The music of Egypt has been an integral part of its culture since ancient times. Thoth was the god credited with inventing music, which Osiris used as part of his effort to civilize the world. The music of the Coptic Orthodox Christian community is said to have preserved many features of ancient Egyptian music: traditional rites and services accompanying major life transitions are sung, and the afterlife is believed to be an eternal musical celebration. Musically, Copts believe that their liturgical hymnody, as it is sung during worship services, helps to create momentarily a sense of heaven on earth, as music is the medium that bridges the everyday mundane life with a higher, spiritual realm.
Egyptian scholar Ragheb Moftah dedicated his 75-year career to the collection, notation and preservation of Coptic liturgical chant. The Library is the repository for his collection.
A special presentation on the Library’s Performing Arts Encyclopedia draws upon this collection and features recordings, photographs, videos, transcriptions, books, article and more.

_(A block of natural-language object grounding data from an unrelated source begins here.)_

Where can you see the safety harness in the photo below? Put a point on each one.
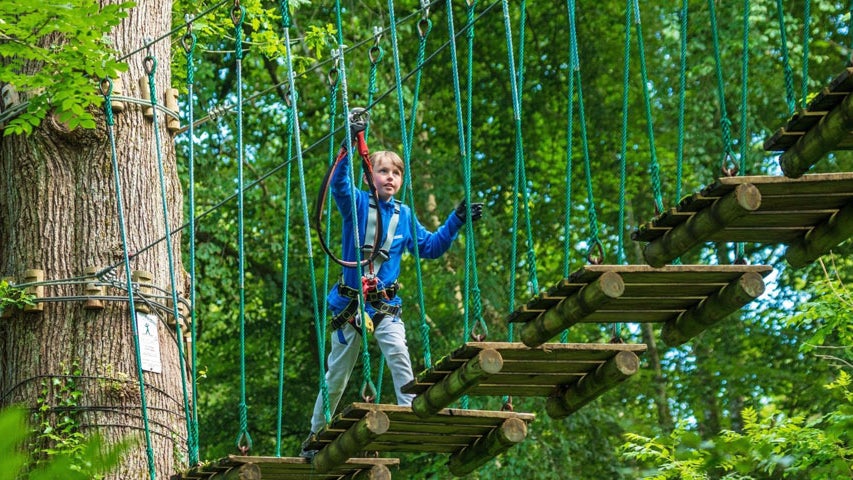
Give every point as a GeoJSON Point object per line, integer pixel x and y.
{"type": "Point", "coordinates": [373, 295]}
{"type": "Point", "coordinates": [374, 254]}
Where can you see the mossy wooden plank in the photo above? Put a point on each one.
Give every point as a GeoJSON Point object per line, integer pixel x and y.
{"type": "Point", "coordinates": [287, 468]}
{"type": "Point", "coordinates": [624, 316]}
{"type": "Point", "coordinates": [765, 235]}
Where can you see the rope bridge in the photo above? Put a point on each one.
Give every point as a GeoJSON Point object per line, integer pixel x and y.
{"type": "Point", "coordinates": [809, 213]}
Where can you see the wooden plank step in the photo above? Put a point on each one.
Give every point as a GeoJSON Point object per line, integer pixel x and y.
{"type": "Point", "coordinates": [771, 215]}
{"type": "Point", "coordinates": [290, 468]}
{"type": "Point", "coordinates": [543, 371]}
{"type": "Point", "coordinates": [471, 437]}
{"type": "Point", "coordinates": [694, 297]}
{"type": "Point", "coordinates": [826, 124]}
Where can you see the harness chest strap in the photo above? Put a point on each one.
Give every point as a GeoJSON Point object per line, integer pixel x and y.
{"type": "Point", "coordinates": [370, 233]}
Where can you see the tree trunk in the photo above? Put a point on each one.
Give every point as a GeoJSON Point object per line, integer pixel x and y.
{"type": "Point", "coordinates": [58, 213]}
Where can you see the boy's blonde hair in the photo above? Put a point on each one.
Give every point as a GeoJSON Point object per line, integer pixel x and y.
{"type": "Point", "coordinates": [386, 156]}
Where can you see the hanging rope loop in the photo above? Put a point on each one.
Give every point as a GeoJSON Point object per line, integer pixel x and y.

A timeline from Egypt’s early beginnings in 3500 B.C. traces the Coptic Orthodox religion from its start when Saint Mark the Apostle brought Christianity to Egypt in the years 45-60 all the way to the 21st century, when His Holiness Pope Shenouda III conducted Moftah’s funeral in St. Mark's Cathedral in Cairo.
The Library’s Portals to the World features selected internet resources on Egypt. Included under the religion resources is a link to the Encyclopedia Coptica, which provides information about Coptic church history and Coptic studies.
Religion and Christianity is represented in a variety of resources at the Library—from the Dead Sea Scrolls to Bibles to American Jewish history.